We're planning a trip to europe last 2 weeks in August, we are going to Brugge, Koblenz, Rothenburg ob der Tauber, Meersberg, Titisee, Triberg, Esch sur Sure and Lille. Can anyone recommend a good campsite to stay at any of these places? I chose Meersberg on lake constance, based on internet research, do you think it's a good choice? What i want from this trip is beautiful scenery and mountains. Thank you


----------



## gaspode (May 9, 2005)

Hi Tracey

The best plan is to use our campsite database to search for sites along your intended route. The entries are submitted by members who have actually visited the sites and can usually be relied upon for an honest appraisal. The MHF campsite map can be found here:
http://www.motorhomefacts.com/modules.php?name=Campsites&file=map

We don't list any campsites in Meersburg ATM but it looks as if they have a very nice (and cheap) stellplatz here:
http://www.motorhomefacts.com/modules.php?name=Campsites&op=display_results&csid=3025

The usual choice for Brugge is Camping Memling here:
http://www.motorhomefacts.com/modules.php?name=Campsites&op=display_results&csid=309


----------



## tony_debs (Mar 5, 2009)

We can recommend a campsite in rothenburg. "rothenburg ou de tor". It's about half a mile walk into what can only be described as a beautiful town. It like a "toy town". Takes you back to your child hood. It's lovely. Hope you enjoy it as much as we did. Also if you can get there - rheideshim am Rhine is very pretty. Well worth a visit


----------



## satco (Jan 21, 2012)

what about this campsite between Meersburg and Uberlingen ?
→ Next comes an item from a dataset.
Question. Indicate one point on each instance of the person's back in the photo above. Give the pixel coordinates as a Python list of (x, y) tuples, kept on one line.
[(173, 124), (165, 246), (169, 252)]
http://www.camping-seeperle.de/Anreise.html

Jan


----------



## Bob45 (Jan 22, 2007)

We always have the Caravan Club Continental Touring camp sites with us and most of the sites are in there. The ones at Koblenz are.
While having a plan is fine don't miss out on one of the joys of motorhoming - just driving, looking and stopping where you turn up.
All the best.
Bob


----------



## Zebedee (Oct 3, 2007)

It wouldn't be the campsites that would concern me. As others have said, there's never a problem finding a good one, even in August - but you may need to come off the road by around 4pm.

It's a personal thing of course, but have you really considered driving 1633 miles in two weeks? That's 233 miles of driving every other day, if you allow for only one day to enjoy each stopping place.

You may not find this a problem, but I mention it because it's very easy to get carried away with all the wonderful places to visit, and forget that you are driving a fairly slow vehicle which is unlikely to average more than about 40mph at best - assuming you want to see a bit of the countries you are passing through.

(There may well be traffic jams to contend with in August as well, especially at the weekend around "touristy" areas.)

That's nearly 6 hours driving every second day!

Just a thought.

Dave


----------